人間は、下半身がしっかりと宇宙大自然から養われていれば、上半身がよく働くものである。

 この点、白隠禅師が「衆生本来仏なり、この身このまま仏なり」と喝破したように、人間は生きながら仏と同じようになることができるのであり、さらに、人間は誰もがみな宇宙人なのである。

 宇宙人としての本来性は、誰もが等しく全知全能性を備えているという、人間の根本的な資格、本質を芽生えさせ、下半身から肉体を鍛えて、この能力を発揮すれば、今からでも人々は宇宙的真人となれる。

 すなわち、人間は己の欲する理想像を心に描き、その姿を目標として常に努力、精進を怠らなければ、やがて理想の人間像者、絶対真理者、悟りの人、大悟徹底の人となり、宇宙的な人間性を成就せしめることが、禅という修行法を通してできるわけである。

 その証明者が、これまで述べてきた釈迦であり、道元であり、白隠であった。その他にも立派な禅僧がたくさん現れて、証明したのである。だから、現代においても先達ほどの修行をすれば、禅を行じてそこに至ることができるはずである。決して、不可能ではあるまい。

 だが、人間修行道の中では、最も易行動であるはずの坐禅観法にしても、誰でも楽に毎日連続してやれるものではない。努力、精進には人によって限度があり、長い一生を完全に修行し終えるということは、きわめて至難のことに属する。

 禅の要諦を一言で述べれば、心と肉体を徹底的に空ずる行法であり、根本原理は色即是空、空即是色である。理論や思想であるよりも、これを実践、体験することに意義がある。本格的に取り組むならば、深遠で、厳しくかつ困難を極める行法といえよう。

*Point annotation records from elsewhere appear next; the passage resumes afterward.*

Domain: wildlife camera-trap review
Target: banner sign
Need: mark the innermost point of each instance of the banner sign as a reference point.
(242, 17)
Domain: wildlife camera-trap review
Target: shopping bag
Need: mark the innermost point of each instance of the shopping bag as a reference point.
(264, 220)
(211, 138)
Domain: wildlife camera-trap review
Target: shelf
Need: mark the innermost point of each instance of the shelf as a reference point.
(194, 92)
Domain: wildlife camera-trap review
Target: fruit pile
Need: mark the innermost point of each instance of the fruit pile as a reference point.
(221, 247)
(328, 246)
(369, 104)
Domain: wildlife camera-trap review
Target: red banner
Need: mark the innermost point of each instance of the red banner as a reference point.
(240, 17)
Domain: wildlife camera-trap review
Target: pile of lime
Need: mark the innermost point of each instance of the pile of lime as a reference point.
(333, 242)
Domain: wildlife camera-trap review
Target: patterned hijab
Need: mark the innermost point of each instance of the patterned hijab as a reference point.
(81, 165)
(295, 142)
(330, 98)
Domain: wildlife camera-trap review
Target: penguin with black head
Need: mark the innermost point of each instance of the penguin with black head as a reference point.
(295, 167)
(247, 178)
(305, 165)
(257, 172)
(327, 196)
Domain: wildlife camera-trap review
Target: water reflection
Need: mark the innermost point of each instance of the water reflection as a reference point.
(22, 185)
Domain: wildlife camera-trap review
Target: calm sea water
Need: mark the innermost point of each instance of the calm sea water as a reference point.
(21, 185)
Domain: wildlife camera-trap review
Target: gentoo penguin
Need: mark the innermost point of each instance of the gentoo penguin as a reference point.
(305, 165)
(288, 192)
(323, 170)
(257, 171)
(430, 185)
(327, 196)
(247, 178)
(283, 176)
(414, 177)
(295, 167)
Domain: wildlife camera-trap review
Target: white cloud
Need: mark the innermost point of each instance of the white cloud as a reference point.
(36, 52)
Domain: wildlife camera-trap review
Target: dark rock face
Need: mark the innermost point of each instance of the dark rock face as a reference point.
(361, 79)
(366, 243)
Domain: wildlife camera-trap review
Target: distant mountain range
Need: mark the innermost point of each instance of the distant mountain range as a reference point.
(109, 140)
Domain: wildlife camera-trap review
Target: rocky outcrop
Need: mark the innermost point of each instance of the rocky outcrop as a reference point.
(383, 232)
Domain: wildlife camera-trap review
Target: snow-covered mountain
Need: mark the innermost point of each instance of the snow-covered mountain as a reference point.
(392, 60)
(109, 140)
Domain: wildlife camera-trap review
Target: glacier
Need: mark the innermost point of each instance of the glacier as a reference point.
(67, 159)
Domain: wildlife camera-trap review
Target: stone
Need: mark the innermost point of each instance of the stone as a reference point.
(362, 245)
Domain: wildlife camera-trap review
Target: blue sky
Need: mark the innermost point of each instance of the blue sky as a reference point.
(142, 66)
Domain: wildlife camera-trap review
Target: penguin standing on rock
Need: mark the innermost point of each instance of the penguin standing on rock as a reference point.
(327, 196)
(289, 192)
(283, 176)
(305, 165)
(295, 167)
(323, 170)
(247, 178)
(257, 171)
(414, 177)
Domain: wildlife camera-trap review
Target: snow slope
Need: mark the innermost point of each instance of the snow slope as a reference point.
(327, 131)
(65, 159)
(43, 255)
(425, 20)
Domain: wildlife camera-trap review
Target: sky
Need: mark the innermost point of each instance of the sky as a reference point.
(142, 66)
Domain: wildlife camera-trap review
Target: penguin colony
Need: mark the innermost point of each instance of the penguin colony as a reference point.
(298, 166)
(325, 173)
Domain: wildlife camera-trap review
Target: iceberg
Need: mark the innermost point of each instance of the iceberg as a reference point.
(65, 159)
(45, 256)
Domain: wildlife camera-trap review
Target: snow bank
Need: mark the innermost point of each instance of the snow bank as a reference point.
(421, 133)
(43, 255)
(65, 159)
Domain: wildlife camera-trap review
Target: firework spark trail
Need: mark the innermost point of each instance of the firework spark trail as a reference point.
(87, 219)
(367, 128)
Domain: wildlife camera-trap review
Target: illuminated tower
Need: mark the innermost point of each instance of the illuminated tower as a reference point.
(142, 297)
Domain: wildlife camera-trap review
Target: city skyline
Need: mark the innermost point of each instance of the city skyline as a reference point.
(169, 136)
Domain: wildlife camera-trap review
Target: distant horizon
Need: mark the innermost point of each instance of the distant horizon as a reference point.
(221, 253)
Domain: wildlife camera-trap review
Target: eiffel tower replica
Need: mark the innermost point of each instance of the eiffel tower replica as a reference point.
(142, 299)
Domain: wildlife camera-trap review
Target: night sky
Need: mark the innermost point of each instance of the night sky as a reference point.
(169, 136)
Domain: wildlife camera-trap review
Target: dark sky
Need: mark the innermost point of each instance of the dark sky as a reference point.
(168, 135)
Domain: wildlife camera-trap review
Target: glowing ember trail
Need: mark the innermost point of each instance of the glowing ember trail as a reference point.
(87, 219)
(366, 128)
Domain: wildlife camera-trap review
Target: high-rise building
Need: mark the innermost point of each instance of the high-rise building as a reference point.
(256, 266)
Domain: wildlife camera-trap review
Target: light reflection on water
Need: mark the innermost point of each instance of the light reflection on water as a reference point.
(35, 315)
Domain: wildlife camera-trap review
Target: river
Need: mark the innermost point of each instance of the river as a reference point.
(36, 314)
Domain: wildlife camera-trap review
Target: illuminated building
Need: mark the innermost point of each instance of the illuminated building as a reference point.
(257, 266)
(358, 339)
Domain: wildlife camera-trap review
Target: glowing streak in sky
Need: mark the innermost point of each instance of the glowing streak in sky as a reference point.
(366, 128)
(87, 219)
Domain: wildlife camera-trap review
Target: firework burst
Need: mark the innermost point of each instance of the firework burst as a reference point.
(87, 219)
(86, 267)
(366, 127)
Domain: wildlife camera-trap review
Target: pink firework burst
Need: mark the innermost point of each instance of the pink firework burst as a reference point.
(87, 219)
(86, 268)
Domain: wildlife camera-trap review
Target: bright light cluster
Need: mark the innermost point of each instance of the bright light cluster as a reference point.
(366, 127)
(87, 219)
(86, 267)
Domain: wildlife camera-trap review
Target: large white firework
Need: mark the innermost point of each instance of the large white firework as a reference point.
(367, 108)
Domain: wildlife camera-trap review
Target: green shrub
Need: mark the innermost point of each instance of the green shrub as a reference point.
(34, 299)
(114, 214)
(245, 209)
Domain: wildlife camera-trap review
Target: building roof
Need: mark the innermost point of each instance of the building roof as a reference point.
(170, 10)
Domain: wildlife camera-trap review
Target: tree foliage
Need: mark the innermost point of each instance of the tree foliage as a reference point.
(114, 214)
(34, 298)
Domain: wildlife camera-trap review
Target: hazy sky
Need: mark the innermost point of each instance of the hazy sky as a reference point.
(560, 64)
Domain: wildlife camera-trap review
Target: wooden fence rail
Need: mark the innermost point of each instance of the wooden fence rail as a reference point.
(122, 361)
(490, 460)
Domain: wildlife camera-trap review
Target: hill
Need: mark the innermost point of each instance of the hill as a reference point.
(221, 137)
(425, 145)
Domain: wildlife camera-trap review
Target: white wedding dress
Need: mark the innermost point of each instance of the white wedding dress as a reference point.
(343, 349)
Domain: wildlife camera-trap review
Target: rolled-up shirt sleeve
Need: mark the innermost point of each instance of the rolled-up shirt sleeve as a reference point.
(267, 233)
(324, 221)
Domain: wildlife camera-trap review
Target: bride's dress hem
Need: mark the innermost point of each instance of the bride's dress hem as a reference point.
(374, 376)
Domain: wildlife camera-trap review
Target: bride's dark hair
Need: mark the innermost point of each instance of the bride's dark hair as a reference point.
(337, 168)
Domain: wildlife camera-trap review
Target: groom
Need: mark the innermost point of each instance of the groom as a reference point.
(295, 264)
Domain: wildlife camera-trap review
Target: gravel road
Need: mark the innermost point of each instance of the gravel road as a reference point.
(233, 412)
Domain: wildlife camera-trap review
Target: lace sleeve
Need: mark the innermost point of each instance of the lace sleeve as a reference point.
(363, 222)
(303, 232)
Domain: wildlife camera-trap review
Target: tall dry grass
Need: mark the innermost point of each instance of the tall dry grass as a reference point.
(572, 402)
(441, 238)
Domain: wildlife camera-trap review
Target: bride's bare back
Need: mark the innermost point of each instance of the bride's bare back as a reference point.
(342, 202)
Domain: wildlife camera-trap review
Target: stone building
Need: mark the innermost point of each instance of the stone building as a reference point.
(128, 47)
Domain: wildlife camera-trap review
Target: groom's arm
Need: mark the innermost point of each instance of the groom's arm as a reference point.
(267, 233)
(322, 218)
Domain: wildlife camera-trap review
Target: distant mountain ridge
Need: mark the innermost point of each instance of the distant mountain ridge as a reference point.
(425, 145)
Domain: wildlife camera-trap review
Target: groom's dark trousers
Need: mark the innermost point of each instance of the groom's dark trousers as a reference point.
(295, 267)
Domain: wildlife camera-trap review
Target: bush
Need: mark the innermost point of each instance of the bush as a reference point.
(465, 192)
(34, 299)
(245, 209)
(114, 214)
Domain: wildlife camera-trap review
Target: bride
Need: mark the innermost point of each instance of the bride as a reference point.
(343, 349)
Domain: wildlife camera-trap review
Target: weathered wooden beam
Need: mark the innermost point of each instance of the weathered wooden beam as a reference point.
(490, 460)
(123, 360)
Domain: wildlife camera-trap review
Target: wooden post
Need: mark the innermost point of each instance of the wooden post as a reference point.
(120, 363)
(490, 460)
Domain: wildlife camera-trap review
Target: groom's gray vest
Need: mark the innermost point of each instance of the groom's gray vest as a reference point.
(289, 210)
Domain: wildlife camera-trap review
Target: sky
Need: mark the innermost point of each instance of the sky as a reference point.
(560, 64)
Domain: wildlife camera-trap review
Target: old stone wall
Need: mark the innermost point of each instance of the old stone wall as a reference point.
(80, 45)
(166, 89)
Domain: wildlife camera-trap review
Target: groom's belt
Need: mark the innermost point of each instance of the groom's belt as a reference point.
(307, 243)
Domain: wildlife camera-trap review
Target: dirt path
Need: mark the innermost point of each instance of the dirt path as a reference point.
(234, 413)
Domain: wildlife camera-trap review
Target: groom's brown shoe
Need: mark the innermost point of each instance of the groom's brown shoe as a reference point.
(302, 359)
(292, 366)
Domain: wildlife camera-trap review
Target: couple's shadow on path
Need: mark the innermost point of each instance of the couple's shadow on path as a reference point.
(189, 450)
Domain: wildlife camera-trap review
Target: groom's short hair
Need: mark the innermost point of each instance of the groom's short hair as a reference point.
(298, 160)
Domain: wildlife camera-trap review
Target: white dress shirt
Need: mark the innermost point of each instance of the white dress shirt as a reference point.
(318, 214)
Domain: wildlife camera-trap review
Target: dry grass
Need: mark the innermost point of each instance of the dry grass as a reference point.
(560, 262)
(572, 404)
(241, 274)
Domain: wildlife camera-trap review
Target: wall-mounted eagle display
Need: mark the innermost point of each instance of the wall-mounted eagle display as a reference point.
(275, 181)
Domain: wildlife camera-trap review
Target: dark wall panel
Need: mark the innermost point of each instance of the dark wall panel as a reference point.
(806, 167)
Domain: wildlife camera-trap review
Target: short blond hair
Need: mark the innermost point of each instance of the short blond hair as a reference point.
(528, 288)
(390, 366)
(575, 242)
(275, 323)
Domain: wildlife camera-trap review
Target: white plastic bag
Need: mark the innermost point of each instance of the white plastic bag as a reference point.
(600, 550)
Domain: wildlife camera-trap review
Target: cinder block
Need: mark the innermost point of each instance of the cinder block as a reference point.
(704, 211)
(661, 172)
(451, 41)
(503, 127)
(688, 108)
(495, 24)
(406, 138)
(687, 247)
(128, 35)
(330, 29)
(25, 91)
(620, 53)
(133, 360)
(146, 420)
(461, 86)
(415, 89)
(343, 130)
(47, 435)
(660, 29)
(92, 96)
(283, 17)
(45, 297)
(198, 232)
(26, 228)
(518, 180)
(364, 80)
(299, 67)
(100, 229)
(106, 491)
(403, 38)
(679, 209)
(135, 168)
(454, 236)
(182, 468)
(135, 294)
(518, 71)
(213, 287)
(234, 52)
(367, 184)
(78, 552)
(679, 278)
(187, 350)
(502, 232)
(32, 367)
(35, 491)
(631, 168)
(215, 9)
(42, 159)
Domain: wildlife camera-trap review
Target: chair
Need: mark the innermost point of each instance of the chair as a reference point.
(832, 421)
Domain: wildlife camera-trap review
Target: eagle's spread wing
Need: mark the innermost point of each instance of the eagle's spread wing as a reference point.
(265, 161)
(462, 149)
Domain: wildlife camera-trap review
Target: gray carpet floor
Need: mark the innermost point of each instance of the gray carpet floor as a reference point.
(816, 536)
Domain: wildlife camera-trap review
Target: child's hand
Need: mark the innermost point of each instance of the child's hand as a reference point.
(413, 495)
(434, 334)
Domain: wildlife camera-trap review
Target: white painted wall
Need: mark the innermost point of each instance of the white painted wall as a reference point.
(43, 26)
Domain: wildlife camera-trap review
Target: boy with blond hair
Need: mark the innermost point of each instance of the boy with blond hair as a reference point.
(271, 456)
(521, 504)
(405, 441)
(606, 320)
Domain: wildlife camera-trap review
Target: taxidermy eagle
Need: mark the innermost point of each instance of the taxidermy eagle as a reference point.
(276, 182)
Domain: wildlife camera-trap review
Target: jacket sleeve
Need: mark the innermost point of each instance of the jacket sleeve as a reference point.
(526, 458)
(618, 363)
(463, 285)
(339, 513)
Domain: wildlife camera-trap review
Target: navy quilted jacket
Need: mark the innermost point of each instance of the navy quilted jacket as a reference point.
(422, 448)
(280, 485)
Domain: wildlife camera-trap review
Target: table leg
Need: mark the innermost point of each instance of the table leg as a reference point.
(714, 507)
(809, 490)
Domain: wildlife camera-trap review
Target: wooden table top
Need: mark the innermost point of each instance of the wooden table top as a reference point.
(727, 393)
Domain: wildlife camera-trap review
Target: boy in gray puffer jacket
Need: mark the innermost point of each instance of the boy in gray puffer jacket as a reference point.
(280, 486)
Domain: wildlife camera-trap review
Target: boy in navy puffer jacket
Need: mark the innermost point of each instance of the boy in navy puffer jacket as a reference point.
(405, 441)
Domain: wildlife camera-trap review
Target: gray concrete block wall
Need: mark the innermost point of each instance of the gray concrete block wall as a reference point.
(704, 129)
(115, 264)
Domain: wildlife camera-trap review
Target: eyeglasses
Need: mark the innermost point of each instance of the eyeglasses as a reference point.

 その基礎となる呼吸法をみても、坐禅を積み精神統一の不動身の体現者は、一分間に四、五回、人によっては一、二回の呼吸量になる。普通の人の呼吸は十五~十七回くらいだから、つい中途で挫折してしまう人が多い。一生を投じて徹しても、なお届かない奥義の世界であることを心得ておかねばならない。

 時に思い出したように坐禅をやってみても、その効果は知れたものである。まして、現在流行している禅ブームなるものは、頭がよくなるため、健康のため、セックスに強くなるためなどと、社会性の欲望達成を目指すものが大半で、本来の禅の意義を見失っているのが現実である。それは、社会性の欲心で禅の一面を利用しているだけにすぎない。

 本来の坐禅の狙いは、人心解脱である。人間心を空じ、さらに肉体を空じて、宇宙精神すなわち如来意識者となって、生きながら仏となることを目指す。きわめて厳しいもの、高いもの、徹底したものである。

 現代人は、昔流の修行法をあまり好まない。いかに坐禅が立派な行法だとしても、それによって人間の理想像が達成されるのに、五十年も六十年もかかるのであっては、現代人になじまないのもやむを得ない。

 しかし、このままでは、いつまでたっても理想の人間像、真理者に到達しない。